Big Data – Blog by YY
Data, as the core factor in Data world. We might wonder whether there is criterion existed before everything getting started. What I meant “ everything getting started “ is the process of ETL, data deposit into DataBases(DBs)/DataWarehouses(DWs), and, of course, the afterwards analysis against the source we currently have.
The answer is “ YES “ and that is the topic I will introduce, “ Data Quality. “
Why it is important, because “ Quality data “ means “ USEFUL DATA, “ meaning data must be consistent and unambiguous. Data that is not high quality can undergo data cleansing to raise its quality.
Six factors are related to the so-called “ Data Quality “ and will be touch in orders.
Whether all requisite information is available from the source and can be utilize afterwards, not just in analysis, in data visualization, but also in any mandatory requirements if necessary.
The absence of difference, when comparing two or more representations of a thing against a definition.

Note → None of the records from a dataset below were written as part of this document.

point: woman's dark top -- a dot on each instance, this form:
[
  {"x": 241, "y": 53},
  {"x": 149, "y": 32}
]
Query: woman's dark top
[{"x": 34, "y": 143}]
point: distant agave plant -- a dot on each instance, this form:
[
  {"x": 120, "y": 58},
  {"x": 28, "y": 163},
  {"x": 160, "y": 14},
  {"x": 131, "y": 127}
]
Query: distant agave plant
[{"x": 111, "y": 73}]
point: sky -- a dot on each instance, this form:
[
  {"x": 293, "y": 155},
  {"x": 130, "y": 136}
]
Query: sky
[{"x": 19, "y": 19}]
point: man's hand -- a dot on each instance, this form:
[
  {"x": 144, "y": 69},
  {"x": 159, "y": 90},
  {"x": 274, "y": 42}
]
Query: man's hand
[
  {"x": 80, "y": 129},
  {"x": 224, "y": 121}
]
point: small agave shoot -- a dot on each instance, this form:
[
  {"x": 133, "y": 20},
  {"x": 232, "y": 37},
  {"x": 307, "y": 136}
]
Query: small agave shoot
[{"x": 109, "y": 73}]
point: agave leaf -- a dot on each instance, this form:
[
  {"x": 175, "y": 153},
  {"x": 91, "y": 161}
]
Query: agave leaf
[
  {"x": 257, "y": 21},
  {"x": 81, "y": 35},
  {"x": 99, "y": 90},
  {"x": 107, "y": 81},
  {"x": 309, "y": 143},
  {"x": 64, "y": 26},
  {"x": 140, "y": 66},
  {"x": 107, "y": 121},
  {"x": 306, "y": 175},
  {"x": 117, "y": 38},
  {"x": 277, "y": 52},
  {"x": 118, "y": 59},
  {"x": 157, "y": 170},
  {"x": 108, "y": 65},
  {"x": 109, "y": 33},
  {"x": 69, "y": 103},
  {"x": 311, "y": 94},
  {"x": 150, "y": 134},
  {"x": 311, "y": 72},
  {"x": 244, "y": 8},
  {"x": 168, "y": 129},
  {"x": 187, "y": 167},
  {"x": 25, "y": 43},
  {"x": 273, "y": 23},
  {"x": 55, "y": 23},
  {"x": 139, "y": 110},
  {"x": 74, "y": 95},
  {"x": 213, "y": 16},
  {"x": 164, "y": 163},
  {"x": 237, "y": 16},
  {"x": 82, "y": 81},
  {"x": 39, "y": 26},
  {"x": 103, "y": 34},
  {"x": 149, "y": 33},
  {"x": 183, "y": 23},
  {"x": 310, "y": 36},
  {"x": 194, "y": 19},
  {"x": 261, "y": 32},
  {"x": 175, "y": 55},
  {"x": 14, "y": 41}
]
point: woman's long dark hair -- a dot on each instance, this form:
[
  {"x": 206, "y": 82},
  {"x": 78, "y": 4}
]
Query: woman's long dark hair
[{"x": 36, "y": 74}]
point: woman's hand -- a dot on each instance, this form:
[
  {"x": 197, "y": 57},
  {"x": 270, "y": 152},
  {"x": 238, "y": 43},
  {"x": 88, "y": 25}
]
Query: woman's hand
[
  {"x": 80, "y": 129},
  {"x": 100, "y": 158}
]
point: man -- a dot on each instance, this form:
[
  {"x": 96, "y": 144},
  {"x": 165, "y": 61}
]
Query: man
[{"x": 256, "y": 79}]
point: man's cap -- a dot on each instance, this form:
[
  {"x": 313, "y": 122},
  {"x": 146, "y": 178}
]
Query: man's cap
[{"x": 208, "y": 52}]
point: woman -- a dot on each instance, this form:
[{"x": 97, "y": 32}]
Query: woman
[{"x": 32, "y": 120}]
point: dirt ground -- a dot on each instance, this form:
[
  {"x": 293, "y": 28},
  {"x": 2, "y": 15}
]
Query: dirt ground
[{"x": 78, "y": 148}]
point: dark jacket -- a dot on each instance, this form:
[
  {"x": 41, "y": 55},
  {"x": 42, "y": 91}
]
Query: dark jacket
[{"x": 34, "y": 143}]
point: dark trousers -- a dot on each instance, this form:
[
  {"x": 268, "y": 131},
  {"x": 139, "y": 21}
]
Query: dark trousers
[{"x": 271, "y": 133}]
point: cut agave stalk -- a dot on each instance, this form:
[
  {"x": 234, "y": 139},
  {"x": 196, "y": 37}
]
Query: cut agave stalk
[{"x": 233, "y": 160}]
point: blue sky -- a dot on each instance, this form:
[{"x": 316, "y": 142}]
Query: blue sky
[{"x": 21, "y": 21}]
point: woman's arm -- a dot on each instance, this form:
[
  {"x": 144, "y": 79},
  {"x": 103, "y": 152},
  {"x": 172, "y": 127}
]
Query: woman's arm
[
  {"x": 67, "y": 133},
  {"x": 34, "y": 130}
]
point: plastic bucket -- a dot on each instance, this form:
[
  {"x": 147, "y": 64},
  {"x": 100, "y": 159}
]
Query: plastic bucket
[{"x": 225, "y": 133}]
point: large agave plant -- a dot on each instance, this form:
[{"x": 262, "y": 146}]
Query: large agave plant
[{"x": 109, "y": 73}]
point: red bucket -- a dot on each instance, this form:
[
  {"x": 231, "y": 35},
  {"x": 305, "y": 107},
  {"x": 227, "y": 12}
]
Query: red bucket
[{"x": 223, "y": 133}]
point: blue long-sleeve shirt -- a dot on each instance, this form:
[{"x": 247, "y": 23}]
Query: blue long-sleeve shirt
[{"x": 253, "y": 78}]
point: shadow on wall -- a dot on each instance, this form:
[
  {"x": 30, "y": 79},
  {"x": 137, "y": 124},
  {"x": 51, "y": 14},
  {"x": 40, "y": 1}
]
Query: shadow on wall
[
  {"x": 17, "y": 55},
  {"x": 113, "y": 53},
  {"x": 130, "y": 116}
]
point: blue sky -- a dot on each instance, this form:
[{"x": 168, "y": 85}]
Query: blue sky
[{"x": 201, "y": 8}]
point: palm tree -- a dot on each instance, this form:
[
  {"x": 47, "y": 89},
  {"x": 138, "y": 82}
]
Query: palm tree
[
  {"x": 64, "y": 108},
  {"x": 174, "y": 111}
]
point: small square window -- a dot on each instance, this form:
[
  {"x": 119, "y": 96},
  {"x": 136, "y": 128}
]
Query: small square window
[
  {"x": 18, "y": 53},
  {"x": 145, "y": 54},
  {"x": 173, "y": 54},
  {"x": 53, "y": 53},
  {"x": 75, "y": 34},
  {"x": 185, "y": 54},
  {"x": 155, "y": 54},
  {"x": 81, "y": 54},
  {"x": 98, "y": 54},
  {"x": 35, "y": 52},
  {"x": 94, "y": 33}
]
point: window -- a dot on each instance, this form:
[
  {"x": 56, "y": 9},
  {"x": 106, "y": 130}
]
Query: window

Data conformity describes how well data adheres to standards and how well it is represented in desired formats.
The degree where the data correctly describes the situations from the real world or events being described.
Data integrity relates to the validity of data for a specific time slots during which it is relevant from the source.
The degree where the data represent reality from the time slots.
As a matter of fact, if we can evaluate data at hand, we will decrease tons of time deleting/refactoring/remodeling dirty fields from raw data, as well as speeding up time in development.
As a reminder, the six factors mentioned above is not mandatory, some exports use different terms to describe traits in Data Quality, like the following (Completeness, Conformity, Consistency, Accuracy, Duplication and Integrity.)